Six-legged Robot Teaches Itself To Walk 113
rabiddeity writes "An undergraduate at the University of Arizona has built a six legged robot from scratch. The robot, which is equipped with sensors on each foot, teaches itself to walk and orients itself via an onboard camera. A similar design might be used to explore unstable environments such as collapsed buildings or rocky landscapes."
Re:This is news? (Score:3, Interesting)
The exciting thing is that the robot could compensate when part of itself was damaged and get around/over obstacles
Isn't this the MSR-H01 Hexapod (Score:3, Interesting)
here's the student's video [youtube.com]
Here's video of the MSR-H01 Hexapod:
video 1 [youtube.com]
video 2, at 1:35 it does similar "body wave" movements [youtube.com]
The legs look different, but the student does say on that youtube description "This is a demonstration of the new leg design which is much more solid than the previous design."

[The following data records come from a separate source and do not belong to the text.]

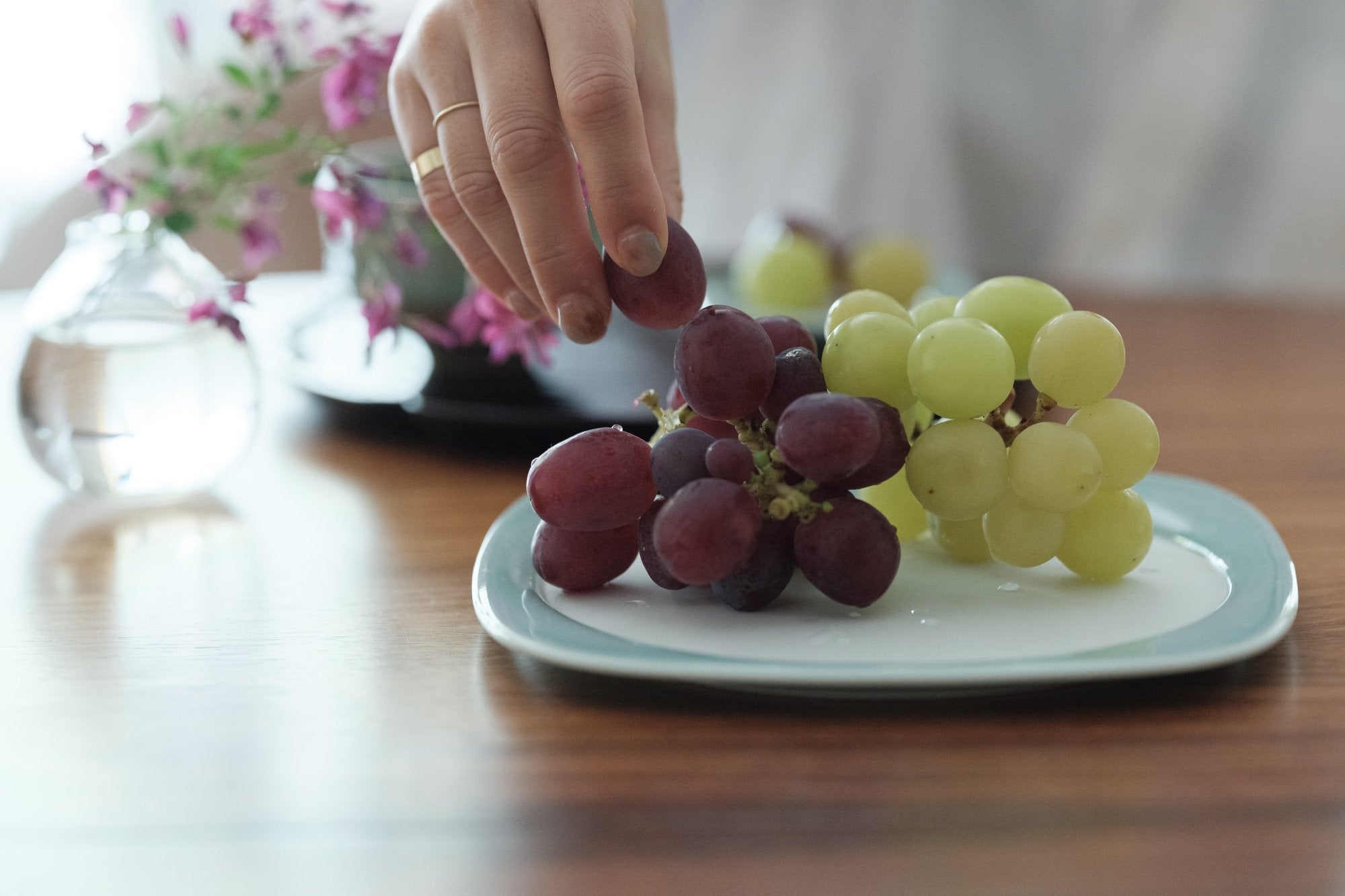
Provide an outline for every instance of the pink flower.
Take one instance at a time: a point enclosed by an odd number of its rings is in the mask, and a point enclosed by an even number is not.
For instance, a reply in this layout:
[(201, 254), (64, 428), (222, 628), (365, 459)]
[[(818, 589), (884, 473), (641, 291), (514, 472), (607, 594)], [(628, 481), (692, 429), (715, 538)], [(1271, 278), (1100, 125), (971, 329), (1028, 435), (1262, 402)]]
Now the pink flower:
[(332, 239), (348, 221), (355, 239), (383, 223), (387, 203), (354, 178), (338, 178), (336, 190), (313, 190), (313, 207), (323, 215), (323, 227)]
[(261, 184), (253, 191), (252, 213), (238, 229), (243, 241), (242, 261), (249, 272), (257, 272), (280, 252), (276, 233), (280, 191), (272, 184)]
[(243, 327), (238, 322), (238, 318), (221, 308), (219, 303), (214, 299), (199, 299), (191, 308), (187, 309), (187, 320), (213, 320), (215, 322), (215, 326), (227, 330), (234, 339), (245, 342)]
[(157, 104), (153, 102), (132, 102), (130, 109), (126, 110), (126, 130), (130, 133), (140, 130), (157, 108)]
[(364, 307), (360, 313), (369, 322), (369, 340), (385, 330), (397, 327), (397, 319), (402, 313), (402, 288), (391, 280), (382, 284), (366, 283), (360, 289)]
[(183, 19), (180, 12), (175, 12), (168, 19), (168, 32), (172, 35), (172, 42), (178, 44), (179, 50), (183, 52), (191, 51), (191, 32), (187, 31), (187, 20)]
[(234, 9), (229, 16), (229, 27), (243, 43), (276, 36), (276, 20), (272, 19), (270, 0), (252, 0), (242, 9)]
[(321, 0), (321, 7), (327, 12), (343, 20), (354, 19), (370, 12), (370, 7), (366, 7), (363, 3), (335, 3), (334, 0)]
[[(383, 75), (393, 63), (397, 38), (383, 39), (382, 47), (355, 36), (340, 61), (323, 73), (323, 112), (332, 130), (346, 130), (367, 118), (383, 98)], [(319, 50), (319, 58), (330, 51)]]
[(432, 327), (426, 332), (422, 327), (421, 332), (448, 348), (482, 342), (490, 348), (491, 362), (496, 365), (512, 355), (522, 358), (526, 365), (550, 365), (550, 350), (561, 342), (551, 322), (545, 318), (523, 320), (483, 288), (457, 303), (448, 318), (447, 330)]
[(98, 194), (104, 211), (121, 214), (126, 210), (132, 190), (125, 183), (109, 176), (102, 168), (90, 168), (85, 175), (83, 188)]
[(429, 262), (429, 253), (410, 227), (401, 227), (393, 237), (393, 253), (408, 268), (424, 268)]
[(85, 143), (89, 144), (89, 157), (97, 161), (108, 155), (108, 144), (102, 140), (94, 140), (89, 135), (83, 135)]
[(243, 241), (243, 268), (247, 270), (261, 269), (280, 252), (280, 235), (261, 218), (245, 221), (238, 235)]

Re:This is news? (Score:3, Interesting)
The summary does not do the article justice. This is the first line from the actual article:
The exciting thing is that the robot could compensate when part of itself was damaged and get around/over obstacles
Actually, that's part of the learning algorithms that have been around for a long time. Since it can teach itself to walk, it can re-teach itself with broken appendages.
-Taylor
WTF - This was done 20 years ago!!! (Score:2, Interesting)
Rodney Brooks did this at MIT 20 years ago.
This is news how? I'm hoping (didn't read the article) that there is something special in what they've done, cause this is old news.
http://www.cs.cmu.edu/~chuck/robotpg/attilapg/
http://people.csail.mit.edu/brooks/papers/colt.pdf
http://books.google.com/books?id=VQcCV1VuT_cC&pg=PA71&lpg=PA71&dq=mit+atilla+learns+to+walk&source=bl&ots=n9YkssitMh&sig=zYJ-SRu4KZ7IsWXTPAWeXHVMqCY&hl=en&ei=gZxzS-HeCJCI8Aahg4ydBQ&sa=X&oi=book_result&ct=result&resnum=5&ved=0CB4Q6AEwBA#v=onepage&q=&f=false
Re:Timing of articles (Score:3, Interesting)
Haven't history taught you that violence begets violence?
North and South America serve as a shining beacon of disagreement with that claim.
The reason there's a press release (Score:3, Interesting)
Is that it was impressive enough to catch Intel's attention. It isn't as though this guy was going around to all the news agencies saying "Hey! Look! I made a robot!" No, he made a robot that really impressed his professor. News of it somehow got back to Intel, I suspect his professor probably is friends with someone there, and they said "Wow, that is an amazing little robot. This interests us in particular since it uses our processor." Ok well when a major company is interested in something your university made, you sure as hell put out some information about it. Do remember that universities are having their budgets cut left and right. Might do some good if people were reminded that cool, commercially applicable, stuff can come from them.
Also, if all you saw was 6 legs, well you didn't look very hard. The reason Intel's interest was peaked was the legs, it was how it works. That Stiquito is a simple device, probably a finite state machine, that just does the same thing over and over. Notice that what it has no sensors, just an on/off switch. You turn it on, it follows whatever program is in there to move forward. Not the case with this thing, it uses its camera to see what is happening, and then figures out what to do. It is actually processing data and adapting based on that. Much, much more complex.
Re:Six legs not too hard (Score:3, Interesting)
He built it for a cognitive robotics class, so the emphasis was on the software, not the hardware (it uses a webcam and optical flow calculation for movement detection, for feedback into the learning algorithm). The FOX article is a horrible source for this story, but if you Google a bit you can find that he used a 3-D printer to build his own legs for the slick version shown - definitely not a kit!